Tandem, An American Love Story — 3 Comments

  1. Thanks for the memories, and the update on your own adventures. That last few days back to Sequim was bitter-sweet after more than a year on the road. We’ve never been the same; a good thing.

  2. What a marvelous and beautifully descriptive article about a simply amazing woman – Karen Landis. I’ve had had the serendipitous experience to create and nurture a friendship with Karen after I underwent a hip replacement and three hip fractures and realized I needed to request the local “Meals on Wheels” service.
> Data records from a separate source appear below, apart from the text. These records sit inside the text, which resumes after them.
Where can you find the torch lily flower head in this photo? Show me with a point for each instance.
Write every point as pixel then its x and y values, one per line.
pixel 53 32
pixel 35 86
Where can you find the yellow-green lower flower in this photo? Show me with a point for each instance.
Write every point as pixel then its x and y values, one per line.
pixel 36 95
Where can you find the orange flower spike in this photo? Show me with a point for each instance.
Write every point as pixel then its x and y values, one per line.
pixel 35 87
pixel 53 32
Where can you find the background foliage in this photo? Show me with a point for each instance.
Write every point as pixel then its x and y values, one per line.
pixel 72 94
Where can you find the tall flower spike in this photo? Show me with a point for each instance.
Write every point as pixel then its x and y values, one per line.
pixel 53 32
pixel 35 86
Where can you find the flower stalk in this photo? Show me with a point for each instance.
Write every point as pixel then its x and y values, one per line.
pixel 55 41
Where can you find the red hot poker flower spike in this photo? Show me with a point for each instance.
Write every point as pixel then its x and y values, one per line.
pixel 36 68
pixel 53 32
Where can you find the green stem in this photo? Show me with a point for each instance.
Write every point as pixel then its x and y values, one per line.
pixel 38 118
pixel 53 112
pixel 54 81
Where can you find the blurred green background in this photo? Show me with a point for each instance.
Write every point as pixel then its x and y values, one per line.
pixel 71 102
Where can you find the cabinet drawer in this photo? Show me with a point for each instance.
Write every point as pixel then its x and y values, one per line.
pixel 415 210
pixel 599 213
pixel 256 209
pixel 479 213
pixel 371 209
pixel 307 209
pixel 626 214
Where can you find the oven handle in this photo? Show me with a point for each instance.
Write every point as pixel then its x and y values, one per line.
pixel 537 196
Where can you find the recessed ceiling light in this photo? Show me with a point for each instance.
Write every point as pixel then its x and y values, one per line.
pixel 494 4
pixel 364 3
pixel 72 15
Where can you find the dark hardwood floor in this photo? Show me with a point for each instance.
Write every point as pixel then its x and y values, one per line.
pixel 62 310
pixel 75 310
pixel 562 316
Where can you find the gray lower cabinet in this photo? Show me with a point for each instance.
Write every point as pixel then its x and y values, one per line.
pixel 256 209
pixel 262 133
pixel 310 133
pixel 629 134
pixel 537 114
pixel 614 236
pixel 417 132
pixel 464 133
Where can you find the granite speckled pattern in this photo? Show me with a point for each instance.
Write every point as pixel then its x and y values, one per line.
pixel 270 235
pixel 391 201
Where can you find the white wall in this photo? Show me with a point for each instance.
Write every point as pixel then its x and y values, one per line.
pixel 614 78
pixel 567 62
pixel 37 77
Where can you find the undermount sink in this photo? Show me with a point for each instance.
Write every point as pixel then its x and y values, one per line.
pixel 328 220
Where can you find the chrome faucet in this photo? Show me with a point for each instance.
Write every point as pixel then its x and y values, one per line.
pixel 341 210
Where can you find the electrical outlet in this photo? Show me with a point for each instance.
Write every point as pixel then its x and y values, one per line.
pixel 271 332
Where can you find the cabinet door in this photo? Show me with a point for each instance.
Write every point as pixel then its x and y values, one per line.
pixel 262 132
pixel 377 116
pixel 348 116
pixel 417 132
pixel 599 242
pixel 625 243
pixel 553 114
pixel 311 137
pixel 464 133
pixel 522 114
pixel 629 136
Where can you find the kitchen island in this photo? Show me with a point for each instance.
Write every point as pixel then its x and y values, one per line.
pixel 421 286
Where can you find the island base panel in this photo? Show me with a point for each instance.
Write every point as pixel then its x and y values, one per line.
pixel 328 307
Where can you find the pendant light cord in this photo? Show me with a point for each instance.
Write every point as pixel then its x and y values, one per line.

And of course, if she didn’t have enough on her plate, Karen serves the Chino Valley community two days a week by delivering meals to people in my circumstance.
    I loved Karen the first moment I met her. And when we started chatting I knew I had met a soul mate. I’ve been looking all my life for a role model, a hero, an amazing example of humankind. I don’t know if she realizes what an outstanding example she is of a strong, independent, intelligent, talented woman. Sometimes as women, we have a dentency to undervalue ourselves. But Karen, I want you to know you are the real deal. You are just so beautiful in your authenticity. And I a so appreciative of the value you have added to our environment by caring for the land and the animals under your watchful care. Your abilities and strength simply boggle my mind. And thank you for your loving service to me these past four months. You rock girl!